Inácio chora de alegria ao receber esta notícia; tem um
pensamento que o seduz e cuja fecundidade pressente. Ordena
imediatamente a todas as casas da Companhia que exponham o
Santíssimo Sacramento durante os três dias, que precedem a
quaresma, em reparação dos crimes que se cometem durante
estes dias de prazer; depois falou deste pensamento de
reparação ao Papa e aos Cardeais; daí, a instituição do
exercício das Quarenta Horas.
Fica-se como aturdido lançando um olhar sobre todas as
instituições criadas por Inácio de Loiola, ou das que ele
teve o primeiro pensamento. É a ele que se deve a criarão dos
orfanatos, das casas de refúgio, dos asilos para os judeus
convertidos, dos seminários, do Colégio Romano, do Colégio
Germânico, e enfim a instituição das quarenta Horas. O
pensamento duma associação de orações para a conversão da
Inglaterra não é novo: Santo Inácio havia estabelecido essa
associação na sua Companhia, que a conservou. Juntem-se agora
a todas estas obras, tão importantes, os magníficos trabalhos
da santa Companhia de Jesus desde a sua fundação até os
nossos dias e compreender-se-á tudo o que a Igreja e o mundo
devem a Inácio de Loiola..
As forças do nosso Santo declinavam de novo. Decidiu-se a
chamar o Padre Nadal e confiou-lhe o governo, assim como aos
Padres Polanco e Cristóvão de Madrid. Já no mês de Março,
Inácio tinha encarregado de todo o temporal o Padre Pezano, o
que lhe era de grande alívio; mas a sua fraqueza aumentava de
dia para dia; sentia o próximo fim e desejava-o. Quando ouvia
um dos seus religiosos falar do que tencionava fazer para a
glória de Deus no ano seguinte, dizia-lhe:
- Como tem Vossa Reverência a coragem de pensar que viverá
até então?

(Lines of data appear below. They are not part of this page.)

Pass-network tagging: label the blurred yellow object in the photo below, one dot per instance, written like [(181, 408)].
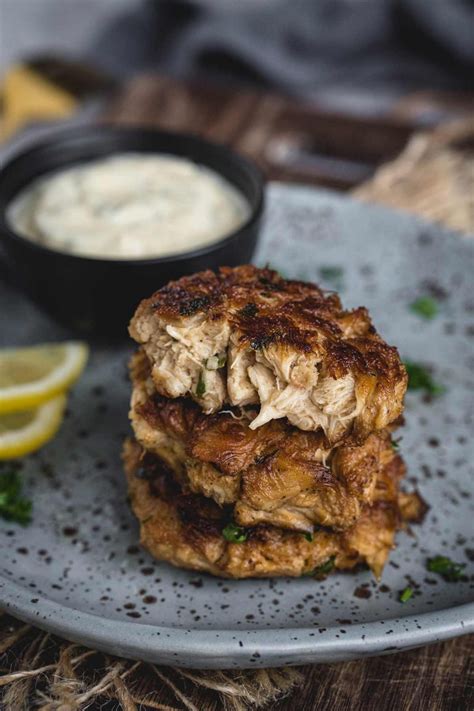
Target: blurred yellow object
[(27, 97)]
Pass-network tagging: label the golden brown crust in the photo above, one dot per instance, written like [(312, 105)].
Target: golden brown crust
[(186, 530), (288, 346), (275, 474)]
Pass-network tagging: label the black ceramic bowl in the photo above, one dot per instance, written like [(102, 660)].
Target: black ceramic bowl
[(100, 295)]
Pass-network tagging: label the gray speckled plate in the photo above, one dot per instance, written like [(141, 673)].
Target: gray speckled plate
[(77, 569)]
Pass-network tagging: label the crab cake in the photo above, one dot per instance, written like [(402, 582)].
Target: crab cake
[(276, 474), (247, 337), (191, 531)]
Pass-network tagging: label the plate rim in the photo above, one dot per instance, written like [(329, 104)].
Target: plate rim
[(226, 649)]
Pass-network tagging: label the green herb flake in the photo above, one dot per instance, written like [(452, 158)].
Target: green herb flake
[(234, 534), (13, 507), (201, 386), (425, 306), (451, 572), (323, 570), (419, 378), (331, 273), (406, 594), (221, 361)]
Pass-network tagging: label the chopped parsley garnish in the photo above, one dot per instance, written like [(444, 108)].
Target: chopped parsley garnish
[(234, 533), (323, 570), (201, 386), (451, 572), (216, 361), (419, 378), (425, 306), (406, 594), (13, 507), (221, 360)]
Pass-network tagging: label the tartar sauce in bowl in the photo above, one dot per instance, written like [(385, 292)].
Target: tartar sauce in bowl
[(131, 205)]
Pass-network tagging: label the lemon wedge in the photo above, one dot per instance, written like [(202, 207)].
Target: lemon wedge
[(29, 377), (24, 432)]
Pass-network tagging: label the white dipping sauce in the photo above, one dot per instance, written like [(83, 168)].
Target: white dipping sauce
[(130, 205)]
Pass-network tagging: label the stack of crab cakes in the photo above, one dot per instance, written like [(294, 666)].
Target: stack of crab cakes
[(263, 416)]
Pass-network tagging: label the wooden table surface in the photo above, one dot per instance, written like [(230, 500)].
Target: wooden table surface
[(341, 151)]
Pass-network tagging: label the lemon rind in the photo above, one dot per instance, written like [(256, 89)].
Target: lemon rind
[(29, 396), (48, 419)]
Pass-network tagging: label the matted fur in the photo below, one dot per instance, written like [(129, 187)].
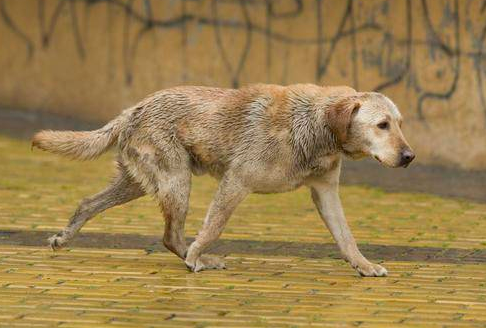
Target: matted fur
[(260, 138)]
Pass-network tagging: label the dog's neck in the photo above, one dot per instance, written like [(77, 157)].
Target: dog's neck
[(311, 138)]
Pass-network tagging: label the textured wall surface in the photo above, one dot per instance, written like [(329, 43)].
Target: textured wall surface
[(90, 59)]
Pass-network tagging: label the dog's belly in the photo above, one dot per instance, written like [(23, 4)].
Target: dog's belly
[(272, 181)]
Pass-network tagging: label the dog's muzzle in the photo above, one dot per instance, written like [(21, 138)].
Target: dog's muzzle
[(406, 157)]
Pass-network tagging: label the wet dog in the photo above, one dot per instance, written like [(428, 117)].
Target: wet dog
[(257, 139)]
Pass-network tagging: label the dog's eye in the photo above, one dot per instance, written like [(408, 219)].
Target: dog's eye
[(383, 125)]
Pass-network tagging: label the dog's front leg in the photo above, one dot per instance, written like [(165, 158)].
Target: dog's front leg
[(229, 194), (326, 198)]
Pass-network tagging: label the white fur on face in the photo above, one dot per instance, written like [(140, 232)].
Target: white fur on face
[(368, 139)]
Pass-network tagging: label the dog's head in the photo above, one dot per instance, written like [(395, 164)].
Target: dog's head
[(369, 124)]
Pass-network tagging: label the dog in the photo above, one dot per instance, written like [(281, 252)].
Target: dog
[(257, 139)]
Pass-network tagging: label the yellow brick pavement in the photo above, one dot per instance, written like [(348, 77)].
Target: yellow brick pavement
[(97, 288), (129, 288), (39, 191)]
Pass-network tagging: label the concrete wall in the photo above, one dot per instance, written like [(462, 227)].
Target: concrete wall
[(90, 59)]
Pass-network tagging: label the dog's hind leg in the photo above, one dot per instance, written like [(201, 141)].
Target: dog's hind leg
[(230, 193), (173, 194), (122, 190)]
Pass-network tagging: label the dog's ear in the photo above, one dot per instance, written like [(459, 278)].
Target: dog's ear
[(339, 116)]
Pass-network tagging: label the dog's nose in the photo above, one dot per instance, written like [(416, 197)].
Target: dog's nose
[(406, 157)]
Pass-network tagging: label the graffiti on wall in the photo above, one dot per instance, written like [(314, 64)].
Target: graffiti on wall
[(425, 46)]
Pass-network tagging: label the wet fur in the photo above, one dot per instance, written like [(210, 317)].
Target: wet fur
[(257, 139)]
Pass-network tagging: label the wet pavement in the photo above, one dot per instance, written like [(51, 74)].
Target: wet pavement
[(283, 269)]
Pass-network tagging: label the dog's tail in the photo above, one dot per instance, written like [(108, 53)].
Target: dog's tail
[(82, 145)]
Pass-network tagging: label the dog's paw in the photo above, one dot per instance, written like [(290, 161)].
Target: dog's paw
[(57, 241), (206, 262), (368, 269)]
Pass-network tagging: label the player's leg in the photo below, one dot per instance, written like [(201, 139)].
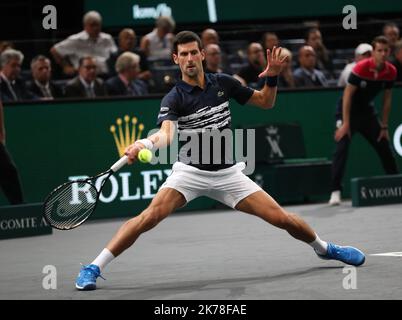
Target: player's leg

Visto que a incerteza lhe permite a esperança de
ir gozar a Deus muito mais cedo, não compreendo que suporte
um pensamento que não pode ser senão uma ilusão e que devia
causar-lhe grande dor.
Todavia, teria aceitado com alegria a prolongação do exílio
para o serviço e a glória de Deus. Num momento em que
conversava com os Padres Ribadeneira, Laynez e Oviedo, disse
ao segundo:
- Padre Laynez, se Nosso Senhor se apresentasse diante de
Vossa Reverência neste momento e lhe dissesse: "Queres morrer
agora? Dar-te-ei a glória eterna, mas se preferes viver ainda
sobre a terra, deixar-te-ei sem te garantir a salvação;
julgar-te-ei segundo o estado em que estiveres na hora da tua
morte". Se Nosso Senhor lhe falasse assim, e lhe desse ao
mesmo tempo o pensamento de que, permanecendo neste mundo,
Vossa Reverência podia prestar alguns serviços à divina
Majestade, que escolheria?
- Confesso-lhe, meu Padre, - respondeu Laynez -, que tomaria
o partido mais seguro e certamente sem hesitação.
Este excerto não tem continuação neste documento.